Did she feel any pain? (No, everyone assures me she was under anesthesia and just never woke up; she was wholly unaware that an entire team of doctors were trying to resuscitate her for an hour in the operating room). Could the blood clot(s) have been detected sooner? (No one knows; it/they may have been there all along — with having had so many surgeries for Crohn’s in the past, it’s hard to say). Was I her last text message? (This one is selfish; I know we had texted the night before up til bedtime for our boys, and I had texted her that morning — and she wrote back on the way to the hospital at like 6 AM. But really, who she last texted doesn’t really matter–everyone she loved knew she loved them … and every time I add the blowing kisses emoji to a text I think of her: her signature sign-off to me and probably many others).
But the most important question I have …
Was she put here on this earth to save Tyler? I am leaning towards yes, that her purpose here was to be his savior; she was the catalyst for his foster-to-adopt process. It was her who gave him a lease on life.
And if that is true … I just wish she didn’t have to die in order for that to happen–for her parents, for her brother, for her son, for her friends and family’s sakes. And as her friend, I wish that I could have seen her grow into the amazing mother I know her to be — the mother she was to her step-kids and to Tyler that 18 months or so that she had with him. ❤
I don’t know when Maya’s line of questioning will stop — if it ever will. I don’t want her to be afraid to talk to me or Luis about it.

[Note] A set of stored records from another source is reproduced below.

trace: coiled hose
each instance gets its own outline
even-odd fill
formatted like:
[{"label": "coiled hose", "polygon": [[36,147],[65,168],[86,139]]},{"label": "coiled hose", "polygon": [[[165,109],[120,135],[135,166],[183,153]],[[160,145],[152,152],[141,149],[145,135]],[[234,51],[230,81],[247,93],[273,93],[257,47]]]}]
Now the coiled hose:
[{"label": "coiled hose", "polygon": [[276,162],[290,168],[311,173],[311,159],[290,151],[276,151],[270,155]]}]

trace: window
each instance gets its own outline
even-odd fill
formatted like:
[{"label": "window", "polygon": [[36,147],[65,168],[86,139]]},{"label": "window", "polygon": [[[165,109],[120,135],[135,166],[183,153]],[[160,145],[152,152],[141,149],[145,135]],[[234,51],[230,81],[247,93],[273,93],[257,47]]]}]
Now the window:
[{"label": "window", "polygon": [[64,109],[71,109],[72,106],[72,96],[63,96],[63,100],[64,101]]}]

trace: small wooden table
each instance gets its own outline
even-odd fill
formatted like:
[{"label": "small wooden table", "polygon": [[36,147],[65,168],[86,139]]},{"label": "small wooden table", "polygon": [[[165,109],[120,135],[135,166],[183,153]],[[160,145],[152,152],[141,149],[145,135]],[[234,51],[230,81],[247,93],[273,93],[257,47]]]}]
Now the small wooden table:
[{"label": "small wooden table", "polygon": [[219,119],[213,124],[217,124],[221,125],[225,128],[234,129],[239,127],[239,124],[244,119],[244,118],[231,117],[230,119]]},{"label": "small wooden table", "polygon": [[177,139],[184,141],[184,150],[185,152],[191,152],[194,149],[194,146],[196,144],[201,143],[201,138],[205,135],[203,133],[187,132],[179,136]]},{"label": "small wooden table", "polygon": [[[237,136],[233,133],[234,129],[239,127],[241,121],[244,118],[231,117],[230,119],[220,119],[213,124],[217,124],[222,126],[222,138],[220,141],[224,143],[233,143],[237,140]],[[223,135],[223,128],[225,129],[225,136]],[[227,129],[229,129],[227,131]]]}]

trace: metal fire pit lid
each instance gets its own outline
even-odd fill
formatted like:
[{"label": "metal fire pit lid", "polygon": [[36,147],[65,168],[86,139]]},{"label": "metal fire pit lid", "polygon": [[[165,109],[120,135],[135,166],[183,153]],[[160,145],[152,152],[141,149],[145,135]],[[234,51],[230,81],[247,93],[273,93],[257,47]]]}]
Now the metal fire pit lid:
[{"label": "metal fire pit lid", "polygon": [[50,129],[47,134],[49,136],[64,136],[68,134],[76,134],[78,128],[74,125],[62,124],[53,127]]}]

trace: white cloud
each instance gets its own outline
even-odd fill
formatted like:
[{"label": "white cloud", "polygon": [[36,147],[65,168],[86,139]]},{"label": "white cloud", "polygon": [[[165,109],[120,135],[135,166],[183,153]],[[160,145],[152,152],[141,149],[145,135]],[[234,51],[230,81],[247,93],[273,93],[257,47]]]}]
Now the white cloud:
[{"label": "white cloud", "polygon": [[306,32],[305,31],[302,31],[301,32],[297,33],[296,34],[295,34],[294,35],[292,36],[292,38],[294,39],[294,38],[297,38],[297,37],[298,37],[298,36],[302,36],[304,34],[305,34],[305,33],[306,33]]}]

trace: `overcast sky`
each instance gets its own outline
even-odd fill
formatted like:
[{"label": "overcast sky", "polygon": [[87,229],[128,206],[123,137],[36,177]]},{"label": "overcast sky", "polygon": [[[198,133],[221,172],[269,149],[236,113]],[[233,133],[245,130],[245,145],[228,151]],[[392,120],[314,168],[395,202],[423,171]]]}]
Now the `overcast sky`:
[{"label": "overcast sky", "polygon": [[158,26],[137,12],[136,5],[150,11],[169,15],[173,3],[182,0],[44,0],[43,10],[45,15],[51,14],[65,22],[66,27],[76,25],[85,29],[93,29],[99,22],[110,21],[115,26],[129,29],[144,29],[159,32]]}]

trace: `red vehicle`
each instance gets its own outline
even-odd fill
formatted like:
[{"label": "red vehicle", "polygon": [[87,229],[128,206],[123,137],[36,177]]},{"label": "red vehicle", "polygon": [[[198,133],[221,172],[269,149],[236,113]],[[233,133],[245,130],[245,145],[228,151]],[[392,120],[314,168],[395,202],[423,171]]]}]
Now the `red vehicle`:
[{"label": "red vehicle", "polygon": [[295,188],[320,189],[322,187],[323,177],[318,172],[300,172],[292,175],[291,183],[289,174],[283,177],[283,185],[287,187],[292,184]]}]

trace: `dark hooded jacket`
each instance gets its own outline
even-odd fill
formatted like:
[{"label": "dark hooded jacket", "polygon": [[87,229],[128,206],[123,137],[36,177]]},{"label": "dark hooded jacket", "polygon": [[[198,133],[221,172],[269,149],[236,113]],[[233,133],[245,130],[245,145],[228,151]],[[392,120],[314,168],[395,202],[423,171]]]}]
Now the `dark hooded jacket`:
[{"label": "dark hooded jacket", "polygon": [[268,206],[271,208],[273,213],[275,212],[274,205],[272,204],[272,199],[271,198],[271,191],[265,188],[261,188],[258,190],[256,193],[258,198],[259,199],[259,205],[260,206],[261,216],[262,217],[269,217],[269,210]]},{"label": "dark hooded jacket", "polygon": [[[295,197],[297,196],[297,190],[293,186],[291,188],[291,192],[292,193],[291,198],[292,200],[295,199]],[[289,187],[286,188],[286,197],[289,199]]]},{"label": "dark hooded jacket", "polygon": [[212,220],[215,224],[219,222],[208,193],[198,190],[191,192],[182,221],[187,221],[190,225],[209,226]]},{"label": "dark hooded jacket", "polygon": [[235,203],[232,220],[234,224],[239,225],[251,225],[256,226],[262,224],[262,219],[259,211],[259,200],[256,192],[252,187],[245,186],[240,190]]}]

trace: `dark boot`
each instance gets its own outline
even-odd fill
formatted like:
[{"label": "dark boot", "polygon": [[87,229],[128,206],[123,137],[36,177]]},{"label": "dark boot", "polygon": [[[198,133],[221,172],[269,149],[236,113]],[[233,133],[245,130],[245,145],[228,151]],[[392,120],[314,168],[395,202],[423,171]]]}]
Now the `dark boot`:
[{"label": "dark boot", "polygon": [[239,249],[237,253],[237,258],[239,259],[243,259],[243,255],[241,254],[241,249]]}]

I want her to know she can confide in us, no matter how painful (to me) her questions may be.
But mostly, I love that Rachel’s beautiful memory lives on — she made quite an impression on my daughter … and a lifelong impression on me.
2 thoughts on “questions i can’t answer”
Wow. Well handled. That’s really tough – talking about death with Nate isn’t usually too difficult, but the worst day was the one where he put 2 and 2 together and asked me if I was going to die one day. And today I explained adoption, which is beautiful as we think about it – but necessitates a conversation about why some parents would give up their children (or die). Yikes.
I have a friend who posts things like this and then writes: Parenting. Not for wusses.
So true. And it’s really nice to see you remember your friend Rachel in such positive ways. Even now, she’s helping Maya to grow and learn.
Thanks so much, Candice. YES–adoption is a toughie — glad you guys had that chat!! HA–SO much truth!! NOT FOR WUSSES!
I love thinking that; thank you!–she had so much to give, and even in her death, there are lessons she continues to teach/impacts us all.